By Jeff Prouty…
Jacquie Berglund launched Finnegans Amber Beer in September 2000, with the mission ofgiving profits from the business to help feed Minnesota’s hungry and struggling populations.
When asked if she could think of any other organizations that commit to donating 100% of the profits to charity, Finnegans founder and Rambunctious Social Entrepreneur, Jacquie Berglund, cited Paul Newman’s company, Newman’s Own.
It’s true both businesses got brewing within a bottle – Newman’s contains salad dressing while Berglund’s contains beer – but each company also focuses on poverty and hunger relief.
With 100% of the profits going to provide food through community food shelves. Finnegans contributions also help buy fresh local produce (products which are often cost prohibitive and absent from most of these organization’s offerings.) In 2011, a partnership with the Emergency Food Shelf Network (EFSN), allowed Finnegans to help provide assistance in 26 Minnesota counties and expand partnerships with local farmers.
Last year, Finnegans donated over $46,000 to this cause. This year, Berglund wants to more than double the company’s donation goal to $100,000, and reach the hungry in North Dakota, South Dakota and Wisconsin, as well.

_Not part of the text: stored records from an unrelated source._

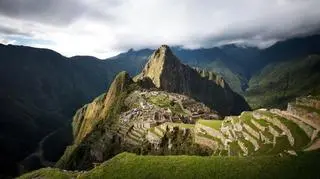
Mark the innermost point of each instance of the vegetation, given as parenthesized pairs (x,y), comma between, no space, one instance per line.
(215,124)
(126,165)
(280,82)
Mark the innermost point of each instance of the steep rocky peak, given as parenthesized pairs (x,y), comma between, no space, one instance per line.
(162,60)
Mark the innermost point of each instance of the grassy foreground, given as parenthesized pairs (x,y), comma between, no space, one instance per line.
(126,165)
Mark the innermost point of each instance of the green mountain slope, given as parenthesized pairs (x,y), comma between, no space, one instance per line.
(279,83)
(127,165)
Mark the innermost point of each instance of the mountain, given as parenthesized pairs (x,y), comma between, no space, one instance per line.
(40,89)
(280,82)
(242,67)
(264,143)
(161,94)
(39,92)
(167,73)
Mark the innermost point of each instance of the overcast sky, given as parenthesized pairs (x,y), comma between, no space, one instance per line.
(103,28)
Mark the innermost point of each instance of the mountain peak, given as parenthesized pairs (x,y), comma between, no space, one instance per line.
(160,62)
(167,73)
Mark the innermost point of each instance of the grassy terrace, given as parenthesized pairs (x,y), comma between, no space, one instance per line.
(300,137)
(215,124)
(308,108)
(154,132)
(163,101)
(268,114)
(128,165)
(211,138)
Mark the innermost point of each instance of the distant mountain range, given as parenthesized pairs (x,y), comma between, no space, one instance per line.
(40,90)
(172,109)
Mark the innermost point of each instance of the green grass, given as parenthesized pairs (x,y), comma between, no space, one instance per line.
(181,125)
(300,137)
(163,101)
(154,132)
(282,143)
(209,137)
(126,165)
(309,109)
(49,173)
(215,124)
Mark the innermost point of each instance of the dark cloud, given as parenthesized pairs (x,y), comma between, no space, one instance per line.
(56,12)
(118,25)
(12,31)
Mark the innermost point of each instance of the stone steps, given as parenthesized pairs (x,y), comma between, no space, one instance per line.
(252,140)
(274,120)
(304,126)
(308,101)
(305,112)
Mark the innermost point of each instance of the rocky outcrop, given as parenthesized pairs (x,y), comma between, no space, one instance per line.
(88,116)
(167,73)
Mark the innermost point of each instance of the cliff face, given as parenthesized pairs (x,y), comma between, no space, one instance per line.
(165,94)
(89,115)
(167,73)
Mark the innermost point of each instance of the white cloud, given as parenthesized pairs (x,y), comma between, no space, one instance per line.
(108,27)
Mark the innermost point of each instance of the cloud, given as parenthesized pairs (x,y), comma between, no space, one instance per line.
(104,28)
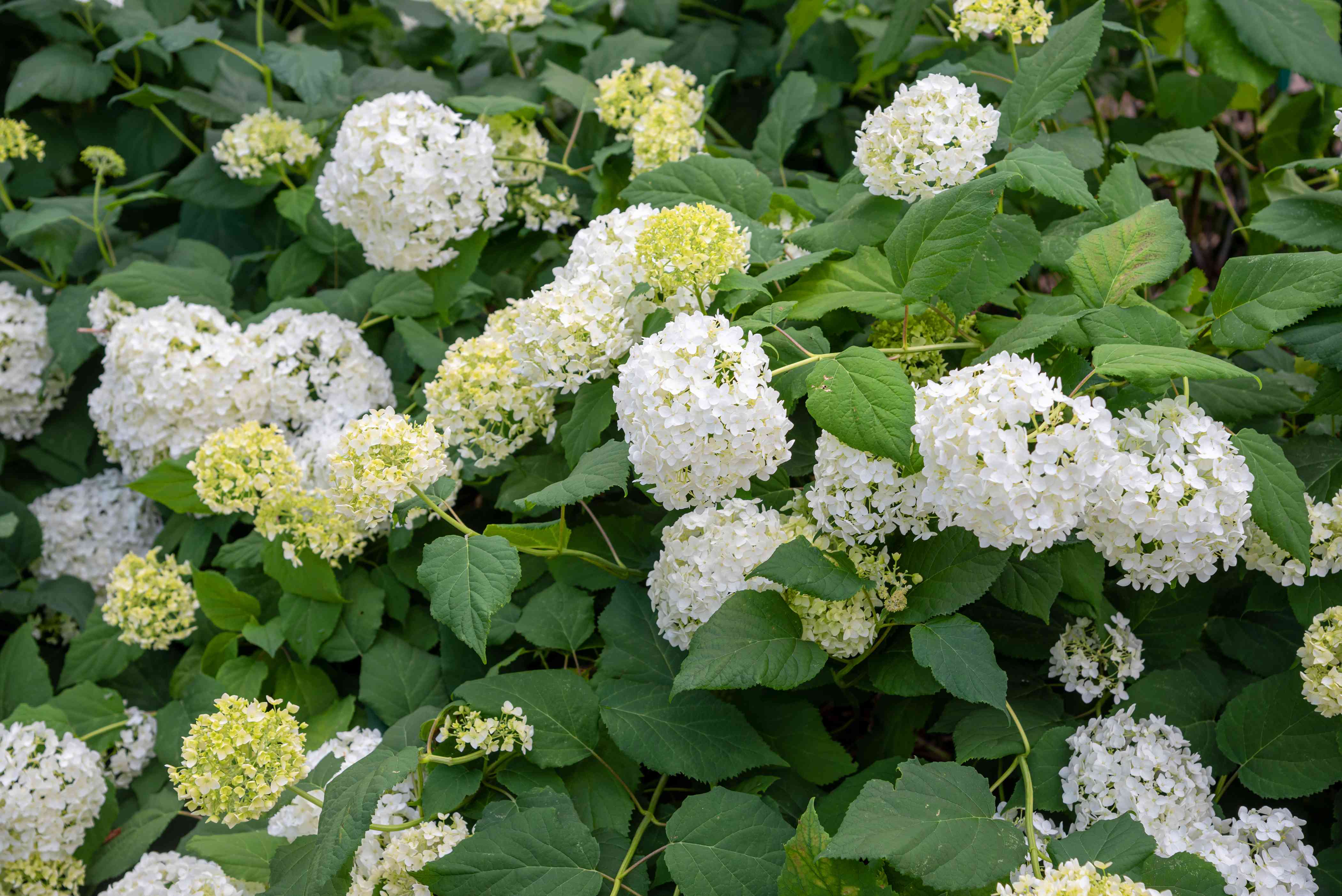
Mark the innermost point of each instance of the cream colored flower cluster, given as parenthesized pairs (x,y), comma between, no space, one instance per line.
(150,601)
(657,106)
(237,762)
(261,141)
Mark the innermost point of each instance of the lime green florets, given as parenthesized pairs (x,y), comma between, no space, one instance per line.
(237,469)
(35,877)
(692,249)
(150,601)
(238,761)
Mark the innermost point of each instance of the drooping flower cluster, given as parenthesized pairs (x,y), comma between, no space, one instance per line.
(1321,655)
(657,106)
(470,730)
(238,469)
(1097,667)
(88,528)
(1008,455)
(150,600)
(1175,499)
(382,459)
(30,385)
(261,141)
(1145,768)
(498,17)
(237,762)
(861,497)
(176,875)
(930,137)
(698,413)
(1018,19)
(407,178)
(51,791)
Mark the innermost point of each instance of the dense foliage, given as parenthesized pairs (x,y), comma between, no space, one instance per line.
(672,447)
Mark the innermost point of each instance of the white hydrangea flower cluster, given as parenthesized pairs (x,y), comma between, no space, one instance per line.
(1262,852)
(135,746)
(407,178)
(1008,455)
(657,106)
(1320,660)
(696,406)
(930,137)
(176,875)
(30,385)
(498,17)
(300,819)
(382,459)
(1175,498)
(51,791)
(88,528)
(1018,19)
(1145,768)
(1094,667)
(264,140)
(862,498)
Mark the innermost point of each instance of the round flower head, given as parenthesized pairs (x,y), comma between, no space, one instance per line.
(486,410)
(1175,499)
(237,762)
(30,385)
(150,601)
(696,406)
(176,875)
(237,469)
(51,791)
(933,136)
(37,877)
(380,460)
(88,528)
(18,141)
(264,140)
(408,176)
(1008,455)
(1144,768)
(1321,656)
(862,498)
(1076,879)
(1093,666)
(1018,19)
(685,251)
(498,17)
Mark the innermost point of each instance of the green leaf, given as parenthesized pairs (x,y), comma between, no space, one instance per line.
(956,571)
(937,238)
(937,824)
(960,655)
(1257,296)
(727,843)
(1155,365)
(808,874)
(1191,148)
(1143,249)
(598,471)
(693,734)
(1050,172)
(1287,34)
(755,637)
(1278,497)
(559,705)
(560,617)
(1285,748)
(528,854)
(470,580)
(1049,78)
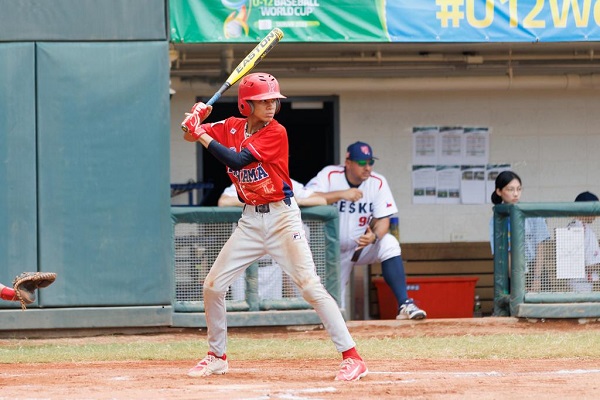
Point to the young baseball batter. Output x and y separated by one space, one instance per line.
365 203
255 152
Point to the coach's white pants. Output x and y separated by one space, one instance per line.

Named one of the 200 Minnesotans You Should Know by Twin Cities Business magazine, Berglund generously answered a few questions about her background and the business of turning beer into food:
Growing up, what did you think you wanted to be/do? I was super rambunctious. I wanted to be an actress; in a rock band; I was very theatrical; loved rock polishing; I was all over the board.
What did you learn from your mother? Your father? Both had a super hard work ethic, with full-time jobs and working opposite shifts (and my dad was also going to school). There was a lot of juggling, and they were on a mission to have their two daughters go to college. But specifically, my mother’s honesty. She cannot tell a lie; she says what she thinks. From my dad, I hope I inherited his humor, generosity of spirit and compassion.
Who was your biggest or most influential role model?
Eleanor Roosevelt. She grew up privileged, yet had the drive and compassion to achieve a greater goal to better the lives of others. I totally and completely look up to the peacemakers and the people who walk to their own drum.
What are your big goals for Finnegans for 2012? It’s what I call “walking on the moon” – doubling our donation goal to $100,000 and using that money to purchase fresh produce in the state of Minnesota and food for food shelves in Wisconsin, and North and South Dakota – and we are absolutely on track! I’d also love to sell a ton of blonde ale to help us meet that goal.
It’s a little scary introducing a new beer; I really hope people enjoy the product.
Are there any unique challenges or advantages to having your business in Minnesota? I was born here and I love it! There is character in our culture; our state donates and volunteers more. Finnegans is heavily driven by volunteers and giving one’s time, energy and enthusiasm aligns with our mission.
Do you have any words of wisdom for the young social entrepreneur looking to start a business?
It’s great to get out there and do good, but you have to figure out the business model and it needs to be sustainable. You’ll work a billion hours every week, every year, so you have to be passionate about your social mission. When you’re not busy with Finnegans, what do you like to do for fun? I enjoy spending quality time with friends and family. I also enjoy the solitude with nature that I find at my little cabin in the Wisconsin woods.
Any big plans, personally, for 2012? I’m going to the Galapagos with the Prouty Project’s Stretch Expedition, where we’ll assist local Ecuadorians with environmental conservation and sustainable farming service projects. I’ll also be visiting all the regional farms involved in our program. I’m very excited about that, too.
What do you envision for Finnegans 40 to 50 years from now?
I hope we are giving away millions of dollars; that we have become a global influence in the social entrepreneur movement, and that we continue to inspire others to make a difference through business and profit.
Jeff Prouty is chairman and founder of the Prouty Project: Jeff founded the Prouty Project in 1987 after 7 years with PricewaterhouseCoopers in Minneapolis and New York City. He specialized in working with senior management teams and boards of directors on strategic planning and team issues.